Unlocking the Potential of Enterprise XR

How are companies investing in, implementing and evaluating the ROI on VAR in enterprise markets?

On Thursday May 5, Amanda Clarida, Manager of Learning Design and Development at Volvo Trucks; Jeremy Balkin, Head of Innovation at HSBC Bank USA; and Szczepan Baran, Head of Emerging Technologies at Novartis, spoke at the online XRIntelligence conference on the adoption challenges of XR for enterprise. 

Volvo Trucks and Novartis began to implement VR into their workflow in 2017, and in the same year, HSBC began market research in the VAR (VR&AR) market. 

“We wanted to give [our team] the best opportunity to see and interact with the trucks and products and we considered Virtual Reality to be the best option at the time,” said Clarida. Volvo initially used VR as a delivery platform for training sales teams on new truck models. Even then, not everyone could attend the bigger launches that the company was planning. In the last few years, Volvo has also used VR for testing and in the product design pipeline, in addition to training. 

Image: Volvo has been experimenting with AR on its assembly line 

At Novartis, the pharmaceutical company is consistently monitoring emerging technologies that can expedite the go-to-market process for new medical products. Beginning with the early stages of R&D, chemists and biologists used VR to look at proteins and how they would interact with certain molecules.

“We also used Virtual Reality later on in the development of medicines for production and teaching associates aseptic procedures. That was challenging to do in physical environments. Doing it in virtual environments helped us to expedite training and medicine delivery to patients,” said Baran. 

Telepresence is another use case that Novartis is exploring through their partnership with Microsoft, using the Microsoft HoloLens. In a basic application, telepresence can bring together key stakeholders to make medical decisions, and then, when paired with AI, databases and the ability to collect images and videos, Baran predicts that in two to three years we will be able to use predictive analytics on this information for far more advanced decision making techniques. 

Image: Volvo partners with Varjo on a in-vehicle mixed reality overlay.

After use cases, the question on the tip of everyone’s tongue is how much budget is going towards the implementation of XR in enterprise applications and what is the state of the market?

“Digital technologies require pretty significant investment, not just financial but also the expertise,” said Baran. In pharmaceuticals, the bar is also high from a regulatory aspect. For this reason, the company has focused on preclinical implementation to show real value and impact in the earlier stages where there is slightly less regulation. 

The Augmented Doctor — What Microsoft HoloLens can do for healthcare

At HSBC, their innovation team is closely monitoring the value, risks, and disruption of VAR technology in multiple markets. “Fast forward to where we are today, and every company is thinking how do they onboard new staff in a COVID-world where people are working remotely, indefinitely” said Balkin. 

In competition with VR there are also other priorities in the digital space for consumer experiences. VR is still competing with desktop and mobile applications for teleconferencing and collaboration. We are seeing a steady rise in the adoption of VR headsets in both the consumer and enterprise markets, although, until more intuitive and high-quality content and tools are available, we will continue to find significantly higher audience numbers attending in 2D formats. 

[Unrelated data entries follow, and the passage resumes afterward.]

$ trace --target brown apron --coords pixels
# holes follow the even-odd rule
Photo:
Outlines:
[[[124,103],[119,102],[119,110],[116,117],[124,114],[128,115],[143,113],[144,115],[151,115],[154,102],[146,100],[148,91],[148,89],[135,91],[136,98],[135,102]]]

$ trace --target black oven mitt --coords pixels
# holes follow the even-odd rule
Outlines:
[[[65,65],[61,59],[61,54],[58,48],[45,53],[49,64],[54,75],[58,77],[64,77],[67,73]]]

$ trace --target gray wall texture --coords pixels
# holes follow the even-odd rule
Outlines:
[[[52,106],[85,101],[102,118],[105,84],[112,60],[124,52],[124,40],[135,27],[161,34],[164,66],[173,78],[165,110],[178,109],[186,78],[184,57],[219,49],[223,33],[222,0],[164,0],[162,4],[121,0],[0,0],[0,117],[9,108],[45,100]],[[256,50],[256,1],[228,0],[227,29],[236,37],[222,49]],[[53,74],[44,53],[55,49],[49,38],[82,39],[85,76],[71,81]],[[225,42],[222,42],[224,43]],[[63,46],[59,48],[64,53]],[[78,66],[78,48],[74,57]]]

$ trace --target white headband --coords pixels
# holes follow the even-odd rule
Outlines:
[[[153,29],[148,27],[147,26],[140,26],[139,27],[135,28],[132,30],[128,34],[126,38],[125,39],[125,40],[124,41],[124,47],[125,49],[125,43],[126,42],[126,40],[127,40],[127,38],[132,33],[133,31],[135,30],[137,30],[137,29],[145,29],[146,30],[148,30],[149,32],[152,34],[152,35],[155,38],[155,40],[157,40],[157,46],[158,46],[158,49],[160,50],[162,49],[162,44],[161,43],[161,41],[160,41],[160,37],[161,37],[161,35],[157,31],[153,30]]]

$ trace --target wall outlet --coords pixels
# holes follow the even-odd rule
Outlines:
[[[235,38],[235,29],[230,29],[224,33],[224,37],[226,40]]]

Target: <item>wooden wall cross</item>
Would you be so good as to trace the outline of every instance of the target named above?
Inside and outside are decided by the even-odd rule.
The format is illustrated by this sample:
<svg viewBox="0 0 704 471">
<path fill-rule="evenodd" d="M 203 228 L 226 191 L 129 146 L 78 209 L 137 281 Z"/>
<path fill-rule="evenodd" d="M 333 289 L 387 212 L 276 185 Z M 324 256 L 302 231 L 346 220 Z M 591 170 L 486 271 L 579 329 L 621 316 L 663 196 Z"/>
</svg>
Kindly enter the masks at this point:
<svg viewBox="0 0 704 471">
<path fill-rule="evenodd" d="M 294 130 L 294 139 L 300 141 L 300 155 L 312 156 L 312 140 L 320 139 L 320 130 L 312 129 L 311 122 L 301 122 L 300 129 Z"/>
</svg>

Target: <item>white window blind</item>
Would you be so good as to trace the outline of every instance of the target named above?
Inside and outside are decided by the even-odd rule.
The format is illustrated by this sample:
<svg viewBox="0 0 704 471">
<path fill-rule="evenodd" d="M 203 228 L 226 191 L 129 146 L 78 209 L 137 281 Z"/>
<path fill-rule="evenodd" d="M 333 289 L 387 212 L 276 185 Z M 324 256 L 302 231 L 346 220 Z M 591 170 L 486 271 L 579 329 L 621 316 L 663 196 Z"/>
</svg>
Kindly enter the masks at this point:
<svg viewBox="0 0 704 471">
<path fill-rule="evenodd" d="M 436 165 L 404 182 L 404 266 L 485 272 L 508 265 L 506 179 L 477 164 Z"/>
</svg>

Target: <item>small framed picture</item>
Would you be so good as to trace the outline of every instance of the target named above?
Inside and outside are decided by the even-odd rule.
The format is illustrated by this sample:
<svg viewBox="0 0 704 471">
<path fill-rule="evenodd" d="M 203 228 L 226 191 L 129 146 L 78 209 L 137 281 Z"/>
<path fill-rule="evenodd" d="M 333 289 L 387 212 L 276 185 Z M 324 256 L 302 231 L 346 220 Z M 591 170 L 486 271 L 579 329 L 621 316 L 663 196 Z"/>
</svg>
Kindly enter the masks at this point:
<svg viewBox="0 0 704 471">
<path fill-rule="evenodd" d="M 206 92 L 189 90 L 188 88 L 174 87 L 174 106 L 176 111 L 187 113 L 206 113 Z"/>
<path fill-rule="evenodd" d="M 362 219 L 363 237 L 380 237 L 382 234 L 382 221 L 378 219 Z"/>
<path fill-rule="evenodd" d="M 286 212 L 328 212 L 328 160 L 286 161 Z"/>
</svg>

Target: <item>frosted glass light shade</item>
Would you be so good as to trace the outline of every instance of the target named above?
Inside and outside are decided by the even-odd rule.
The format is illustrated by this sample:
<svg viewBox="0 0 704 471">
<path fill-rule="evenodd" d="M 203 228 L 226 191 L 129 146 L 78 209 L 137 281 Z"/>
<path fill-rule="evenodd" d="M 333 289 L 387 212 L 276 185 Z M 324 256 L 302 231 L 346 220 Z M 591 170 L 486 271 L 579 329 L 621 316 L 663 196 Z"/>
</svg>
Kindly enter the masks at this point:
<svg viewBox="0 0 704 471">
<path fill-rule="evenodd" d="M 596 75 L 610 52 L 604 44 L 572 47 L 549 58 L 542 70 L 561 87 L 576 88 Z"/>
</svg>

Image: Carter Rogers, Principal Analyst, SuperData, a Nielsen company- presenting during XRIntelligence online on May 5

“When you think about allocating resources and budgets, there are a million different priorities and the cost of investment. And, like all technologies and new technologies, there’s diminishing costs as there’s more R&D and adoption,” said Balkin. 

Looking at the current adoption rates, specifically at AR in the consumer marketplace, Balkin said that as adoption becomes ubiquitous, companies that do not provide AR experiences will become irrelevant. “These technologies are going to be adopted regardless. In a socially distant world and in a new normal- we don’t know what it’s going to look like- all the more reason why these things are going to be considered very valuable,” he said. 

In the past 8 weeks while most of us have been stuck at home, the adoption curves for digital technologies have abruptly changed, supporting the idea that a new normal is upon us. Companies that have been working with immersive technology for a few years are well equipped to expand their VR programs, and across the board, technology adoptions that would usually take five to 10 years are now happening in weeks, “This is one of the positive changes that will come in the industry for new customer experiences,” said Balkin. 

Echoing this, Clarida said that we will soon be looking at a new normal that includes more teleconferences, virtual interaction, and investment to reach audiences as consistently as we used to in person. “This could be a really good time to explore these platforms,” she said. 

For companies who are looking to invest in VAR for the first time, the cost of entry is far lower. Measuring the ROI can be difficult, although from the perspective of early adopters and researchers of immersive technology such as Volvo, Novartis and HSBC, innovation and market readiness is clear. 

Some would say that necessity is the mother of all innovation, while I say that the innovation is here, and a necessity, or crisis, is what will spur the change. It was a pleasure to moderate this panel with Szczepan Baran of Novartis, Jeremy Balkin of HSBC and Amanda Clarida of Volvo Trucks.